Thursday 21 June 2018

Theatre Review: Macbeth

As Lady Macbeth said to her marriage counsellor (possibly), my relationship with Macbeth is difficult.

I read it at school, where obviously I hated it, but subsequently it’s become one of my favourite Shakespeare plays. In performance it’s been responsible for my absolute best theatrical experience ever, in Ken Branagh’s perfect Manchester International Festival production which was completely magical and which, I’m rapidly concluding, should have been the one and only time I saw the play staged. On the other hand, the awful interpretative dance version the Young Vic decided to stage a couple of years ago (forever known as MC Banquo and The Unitard Witches in my circle of friends) remains one of the worst things I’ve ever seen on stage. 

Enter, pursued by a shit ton of bin bags, Rufus Norris’ new production at the National Theatre. On paper, this production should have been a dream: directed by Norris and starring the formidable pairing of Rory Kinnear and Anne-Marie Duff. On stage, though, it’s more of a drug addled nightmare. It is, hands down, the ugliest production of any play I’ve seen, ever. It looks ugly, it sounds ugly. It is overwhelmingly, distractingly, bafflingly ugly. Possibly even fugly, I’m not sure where the line is drawn. 

Plot-wise, Macbeth is always going to be fun and certainly not boring. But the version of the text used in this production is just - bear with me whilst I consult my thesaurus for synonyms of ugly - deeply unattractive. So much of the more poetic verse, and there’s some beautiful stuff in Macbeth, is cut. So much is chopped and changed and fucked around with for no fathomable reason. Even some of the iconic stuff (there is no ‘eye of newt’ to be found here, unless that’s what they’ve used to glue the hideous set together) is gone - in the end a small mercy given what’s been done to the Weird Sisters here but an odd decision nonetheless. And not one that helps the production.

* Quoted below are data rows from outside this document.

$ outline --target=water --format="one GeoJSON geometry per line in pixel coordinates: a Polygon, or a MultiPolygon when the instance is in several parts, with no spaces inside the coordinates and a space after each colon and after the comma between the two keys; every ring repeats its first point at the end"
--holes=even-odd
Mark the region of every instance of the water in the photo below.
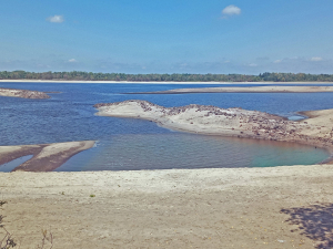
{"type": "Polygon", "coordinates": [[[310,165],[329,156],[311,146],[200,136],[165,129],[148,121],[95,116],[92,107],[95,103],[135,98],[163,106],[242,107],[291,118],[297,118],[299,111],[333,108],[332,93],[123,94],[200,86],[0,83],[0,87],[61,92],[50,93],[50,100],[0,96],[0,145],[99,141],[97,147],[73,156],[57,170],[310,165]]]}

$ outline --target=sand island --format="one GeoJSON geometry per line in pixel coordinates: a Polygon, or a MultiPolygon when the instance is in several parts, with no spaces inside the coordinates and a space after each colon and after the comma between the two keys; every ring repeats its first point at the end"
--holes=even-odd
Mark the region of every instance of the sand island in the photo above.
{"type": "Polygon", "coordinates": [[[147,101],[95,104],[97,115],[149,120],[182,132],[246,138],[283,141],[333,148],[333,110],[303,112],[307,120],[293,122],[284,117],[206,105],[163,107],[147,101]]]}
{"type": "Polygon", "coordinates": [[[50,98],[48,94],[39,91],[1,89],[0,96],[23,97],[23,98],[50,98]]]}
{"type": "Polygon", "coordinates": [[[52,172],[73,155],[89,149],[94,141],[67,142],[40,145],[0,146],[0,166],[13,159],[33,155],[33,157],[13,170],[52,172]]]}

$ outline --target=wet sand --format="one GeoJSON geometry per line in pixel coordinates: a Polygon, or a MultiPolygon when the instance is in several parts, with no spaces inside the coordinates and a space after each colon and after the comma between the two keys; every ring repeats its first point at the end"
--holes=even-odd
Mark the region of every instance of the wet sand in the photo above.
{"type": "Polygon", "coordinates": [[[94,141],[68,142],[41,145],[0,146],[0,167],[13,159],[33,155],[33,157],[13,170],[52,172],[73,155],[89,149],[94,141]]]}
{"type": "Polygon", "coordinates": [[[23,98],[50,98],[48,94],[39,91],[1,89],[1,87],[0,87],[0,96],[23,97],[23,98]]]}
{"type": "Polygon", "coordinates": [[[0,211],[21,249],[41,245],[41,229],[53,249],[323,248],[332,177],[327,165],[0,173],[0,211]]]}
{"type": "MultiPolygon", "coordinates": [[[[275,83],[275,82],[274,82],[275,83]]],[[[250,83],[245,83],[250,84],[250,83]]],[[[262,84],[266,84],[262,82],[262,84]]],[[[279,84],[279,83],[278,83],[279,84]]],[[[281,84],[281,83],[280,83],[281,84]]],[[[284,84],[295,84],[284,82],[284,84]]],[[[321,93],[333,92],[333,86],[248,86],[248,87],[200,87],[200,89],[175,89],[158,92],[139,92],[130,94],[184,94],[184,93],[321,93]]]]}

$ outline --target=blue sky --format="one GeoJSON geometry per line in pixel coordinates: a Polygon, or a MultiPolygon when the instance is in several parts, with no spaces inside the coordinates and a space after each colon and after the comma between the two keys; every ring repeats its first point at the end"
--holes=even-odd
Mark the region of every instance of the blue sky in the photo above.
{"type": "Polygon", "coordinates": [[[10,0],[0,71],[333,73],[332,0],[10,0]]]}

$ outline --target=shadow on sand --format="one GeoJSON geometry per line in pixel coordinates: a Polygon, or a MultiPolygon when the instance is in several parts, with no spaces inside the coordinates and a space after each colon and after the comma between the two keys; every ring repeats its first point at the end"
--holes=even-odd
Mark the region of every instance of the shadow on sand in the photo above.
{"type": "Polygon", "coordinates": [[[315,248],[333,248],[333,204],[281,209],[281,212],[291,216],[286,221],[299,225],[301,235],[317,241],[315,248]]]}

Not that there is much that could help this production, frankly. I’m not honestly sure what Rufus Norris was aiming for with his ‘today, post-civil war’ (between Scotland and Norway?) setting but whatever it was he hasn’t hit it. I can’t find anything about the direction he’s taken his production in that I like. It looks hideous, the design - from set to props to costumes - is visually unappealing and makes no sense. It sounds terrible, in its treatment of the text and the horrid music and pointless ‘new instruments’. The treatment of many of the characters is downright odd, especially the Witches who, stripped of most of their dialogue, are reduced to a pointless sideshow, their scenes almost unwatchable. Even the pacing of the show is wrong. Why does the action have to stop in ridiculous freeze frame every time Macbeth delivers a soliloquy? How has this ended up being the longest Macbeth I’ve seen despite all the vicious cuts to the text? Bluntly, it just doesn’t work. It smacks of directorial arrogance too. 

I really feel for the cast, trying to salvage something from the flaming wreckage of this show. And they are trying too. They are trying so hard. You can feel them fighting for it and, to the extent it’s possible, they do save the day. They make this horror show watchable. Occaionally one of them makes it good. You can’t help but respect them for their effort. For me they actually succeed, insofar as they make this only the second worst Macbeth I’ve seen (sorry, Young Vic).

Rory Kinnear and Anne-Marie Duff have the toughest job here, as they are the most hamstrung by the production. Kinnear suffers from this in particular; his 100% unsympathetic and brutal Macbeth is far from his best performance, but what else could he do within the confines of Norris’ vision? When he does occasionally let fly a bit, he’s strong as ever. His ‘is this a dagger...’ in particular is really well done. Duff fares better, giving something more nuanced and deep, but Lady Macbeth is weirdly underused in this production. The best work, for me, is to be found elsewhere: Kevin Harvey’s charismtic Banquo, Patrick O’Kane’s earthy and tragic Macduff and Parth Thakerar’s earnest and confused Malcolm (the best scenes in the whole show are between the latter two for my money).

Let’s be real here, this production is a mess and Rufus Norris has to shoulder the blame for it. It is just unfathomably ugly. I really can’t stress that, or the impact it has, enough. And that’s ultimately his fault. The cast fight to make it work, as far as that’s possible, and they deserve credit and respect for that. This isn’t the worst thing I’ve ever seen at the NT, because of them, but that’s hardly a reason to go and see it.

Macbeth is in the Olivier at the NT, in rep, until 23rd June after which, remarkably, it will tour.

My seat, which regrettably I paid for, was C56 in the stalls. It was £15.